CB15 Wants Your Input: Is Faster Bus Service Worth Losing Parking, Lanes?
A proposal to bring an experimental bus program to the neighborhood has some asking whether its worth the hassle, and Community Board 15 is holding a public hearing this evening to discuss the issue.
Since 2004, the MTA’s Bus Rapid Transit project has been evaluating neighborhoods across the city to determine test routes for Select Bus Service. The experimental service is aimed at speeding up the city’s notoriously slow bus routes and easing congestion. The system will feature dedicated bus lanes, larger capacity vehicles and off-board fare payment. In Sheepshead Bay, the entire B44 Limited route will be replaced by SBS service, running the entire length of Nostrand Avenue to Rogers Avenue and then Bedford Avenue.

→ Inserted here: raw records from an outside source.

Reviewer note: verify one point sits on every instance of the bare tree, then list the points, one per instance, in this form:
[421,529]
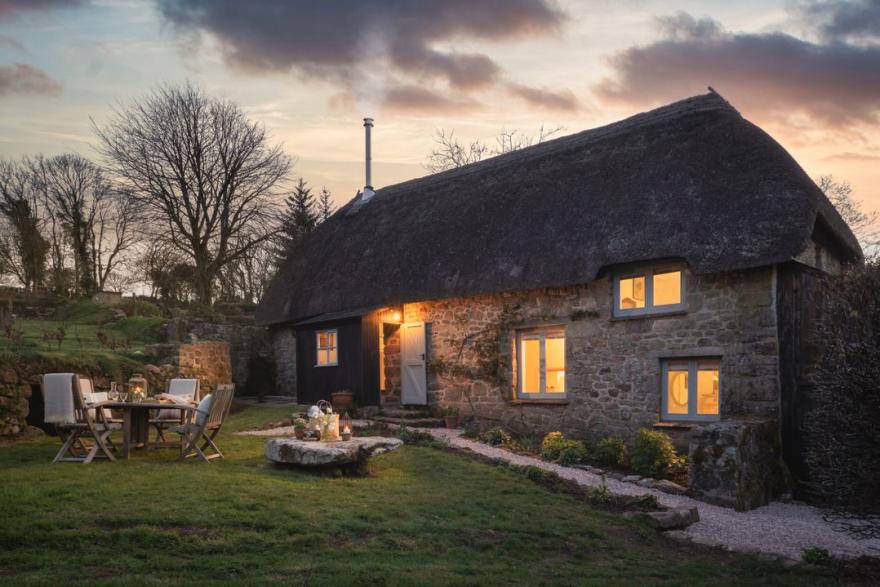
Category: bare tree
[450,153]
[76,191]
[23,250]
[204,173]
[865,225]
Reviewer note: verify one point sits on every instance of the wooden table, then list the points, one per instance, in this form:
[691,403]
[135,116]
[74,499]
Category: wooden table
[136,420]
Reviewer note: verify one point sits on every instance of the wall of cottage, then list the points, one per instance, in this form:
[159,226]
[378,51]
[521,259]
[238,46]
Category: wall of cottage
[284,351]
[613,371]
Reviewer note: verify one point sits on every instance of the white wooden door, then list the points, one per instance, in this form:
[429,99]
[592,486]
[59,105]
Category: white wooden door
[412,364]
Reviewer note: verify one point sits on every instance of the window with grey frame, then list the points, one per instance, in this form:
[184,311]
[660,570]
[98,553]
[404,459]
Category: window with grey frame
[649,290]
[691,389]
[541,363]
[327,348]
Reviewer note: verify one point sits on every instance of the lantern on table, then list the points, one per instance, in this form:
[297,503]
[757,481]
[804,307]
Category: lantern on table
[137,386]
[345,426]
[321,417]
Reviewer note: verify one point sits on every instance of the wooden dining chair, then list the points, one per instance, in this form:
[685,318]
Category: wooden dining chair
[65,406]
[206,424]
[184,388]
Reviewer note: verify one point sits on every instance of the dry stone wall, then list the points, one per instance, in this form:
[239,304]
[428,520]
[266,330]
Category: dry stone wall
[207,361]
[613,366]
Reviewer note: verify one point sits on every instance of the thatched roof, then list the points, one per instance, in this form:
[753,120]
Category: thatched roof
[692,180]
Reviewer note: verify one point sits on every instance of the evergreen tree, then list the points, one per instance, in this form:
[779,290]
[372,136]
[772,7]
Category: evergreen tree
[300,217]
[325,205]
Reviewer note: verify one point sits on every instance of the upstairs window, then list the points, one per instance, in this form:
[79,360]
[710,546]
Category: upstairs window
[327,351]
[649,291]
[541,360]
[691,389]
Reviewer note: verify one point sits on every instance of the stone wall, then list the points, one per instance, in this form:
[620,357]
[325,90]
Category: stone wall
[613,368]
[207,361]
[284,351]
[14,407]
[737,463]
[245,343]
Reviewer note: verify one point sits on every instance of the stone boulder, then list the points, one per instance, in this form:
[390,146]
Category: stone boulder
[674,519]
[350,456]
[737,463]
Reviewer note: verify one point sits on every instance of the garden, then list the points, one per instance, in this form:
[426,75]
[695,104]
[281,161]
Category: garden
[424,514]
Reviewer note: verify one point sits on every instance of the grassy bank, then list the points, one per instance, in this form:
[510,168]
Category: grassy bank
[425,516]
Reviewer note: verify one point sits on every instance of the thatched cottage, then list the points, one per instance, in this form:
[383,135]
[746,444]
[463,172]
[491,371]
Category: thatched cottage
[654,272]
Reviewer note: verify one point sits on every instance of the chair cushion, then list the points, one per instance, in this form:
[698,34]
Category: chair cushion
[204,408]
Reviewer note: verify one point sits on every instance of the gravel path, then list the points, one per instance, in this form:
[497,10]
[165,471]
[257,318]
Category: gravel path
[782,529]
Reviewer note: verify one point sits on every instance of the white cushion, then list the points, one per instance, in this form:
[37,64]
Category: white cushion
[204,408]
[94,398]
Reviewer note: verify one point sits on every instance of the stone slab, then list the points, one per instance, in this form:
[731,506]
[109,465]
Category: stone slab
[349,455]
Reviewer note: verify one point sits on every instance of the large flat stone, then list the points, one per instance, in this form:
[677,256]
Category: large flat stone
[348,455]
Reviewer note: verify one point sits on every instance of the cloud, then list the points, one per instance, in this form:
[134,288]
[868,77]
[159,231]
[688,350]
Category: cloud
[774,76]
[10,9]
[7,41]
[841,20]
[369,46]
[21,78]
[851,157]
[563,100]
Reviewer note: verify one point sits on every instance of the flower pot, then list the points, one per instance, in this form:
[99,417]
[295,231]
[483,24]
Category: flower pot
[341,399]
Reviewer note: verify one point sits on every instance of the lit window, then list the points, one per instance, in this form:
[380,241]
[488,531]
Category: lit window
[541,359]
[651,291]
[691,389]
[327,351]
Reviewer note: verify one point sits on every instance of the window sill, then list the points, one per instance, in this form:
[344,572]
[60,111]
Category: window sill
[539,401]
[671,314]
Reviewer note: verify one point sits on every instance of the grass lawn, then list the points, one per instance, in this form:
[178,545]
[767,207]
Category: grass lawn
[425,516]
[81,322]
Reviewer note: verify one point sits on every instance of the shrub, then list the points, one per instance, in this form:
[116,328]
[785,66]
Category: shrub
[496,436]
[653,454]
[555,447]
[815,556]
[611,451]
[841,432]
[572,453]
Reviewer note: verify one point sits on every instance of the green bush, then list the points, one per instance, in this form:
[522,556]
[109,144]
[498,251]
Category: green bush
[496,436]
[611,451]
[653,454]
[555,447]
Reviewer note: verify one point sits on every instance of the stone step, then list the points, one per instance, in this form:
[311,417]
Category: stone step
[407,412]
[415,422]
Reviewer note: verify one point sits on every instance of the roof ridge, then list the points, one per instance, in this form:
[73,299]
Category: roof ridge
[699,103]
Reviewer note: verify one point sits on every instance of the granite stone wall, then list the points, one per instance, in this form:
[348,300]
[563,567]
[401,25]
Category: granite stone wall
[207,361]
[14,407]
[737,463]
[284,351]
[613,366]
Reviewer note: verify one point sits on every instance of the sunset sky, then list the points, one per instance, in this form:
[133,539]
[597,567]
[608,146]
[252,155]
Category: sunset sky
[807,72]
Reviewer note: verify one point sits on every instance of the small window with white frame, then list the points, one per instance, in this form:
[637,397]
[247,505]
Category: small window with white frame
[691,389]
[541,363]
[328,353]
[651,290]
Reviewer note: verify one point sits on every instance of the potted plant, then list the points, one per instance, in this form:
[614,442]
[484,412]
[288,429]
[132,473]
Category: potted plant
[342,398]
[299,428]
[450,416]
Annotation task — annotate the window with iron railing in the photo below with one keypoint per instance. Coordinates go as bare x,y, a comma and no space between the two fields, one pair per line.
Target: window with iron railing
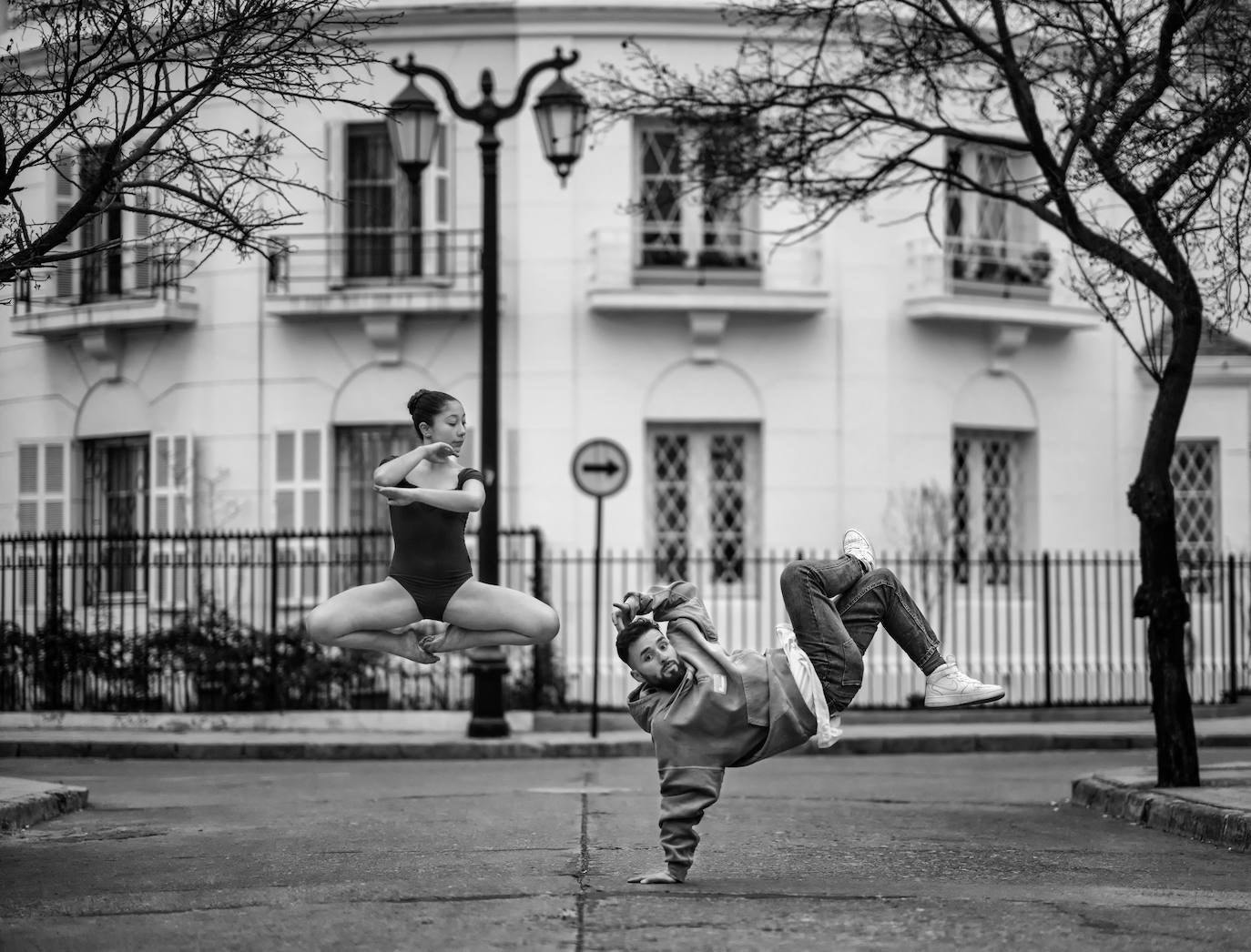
987,501
117,256
116,487
682,224
393,228
991,244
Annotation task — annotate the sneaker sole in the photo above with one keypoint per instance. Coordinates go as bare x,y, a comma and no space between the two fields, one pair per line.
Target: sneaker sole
956,701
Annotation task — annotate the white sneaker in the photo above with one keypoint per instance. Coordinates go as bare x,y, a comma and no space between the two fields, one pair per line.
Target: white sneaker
857,545
951,687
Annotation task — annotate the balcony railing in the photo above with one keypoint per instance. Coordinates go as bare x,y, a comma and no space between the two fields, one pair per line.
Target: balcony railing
648,254
211,621
315,263
133,274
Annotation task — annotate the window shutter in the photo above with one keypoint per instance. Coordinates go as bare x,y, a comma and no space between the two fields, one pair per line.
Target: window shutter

But benefits may not be as significant as the project’s advocates suggest. Community Board 15 Chairperson Theresa Scavo said that the SBS’s first and only test site, along Fordham Road/Pelham Parkway in the Bronx, has only shaved off six minutes from commuters’ trips. But the larger buses (and the bus “bulbs” associated with SBS service) eat up valuable parking spaces that businesses clamor for. Furthermore, the dedicated bus lanes reduce access for cars, adds to congestion, and makes turning difficult.
The MTA’s proposal falls on a community particularly upset over recent bus service cuts, including to the B4 in Sheepshead Bay and the B31 in Gerritsen Beach. The authority diminished service along those routes, citing financial belt-tightening. And, speaking as a resident and not as CB15 Chair, Scavo said she’d rather see the money spent on restoring those lines.
“For all this money they’re putting out during a time when they’re cutting service, how much time are they really saving?” said Scavo. “I dont think six minutes is worth all of this disruption.”
Check out the MTA’s Select Bus Service presentation below to learn more about the proposal. Then attend CB15’s meeting tonight to chime in on whether or not potentially shorter bus commutes are worth losing parking and car lanes. The board will be voting on whether to support or oppose the plan following a public hearing.
(CB 15 meets at 7 p.m. in Kingsborough Community College’s faculty dining room.)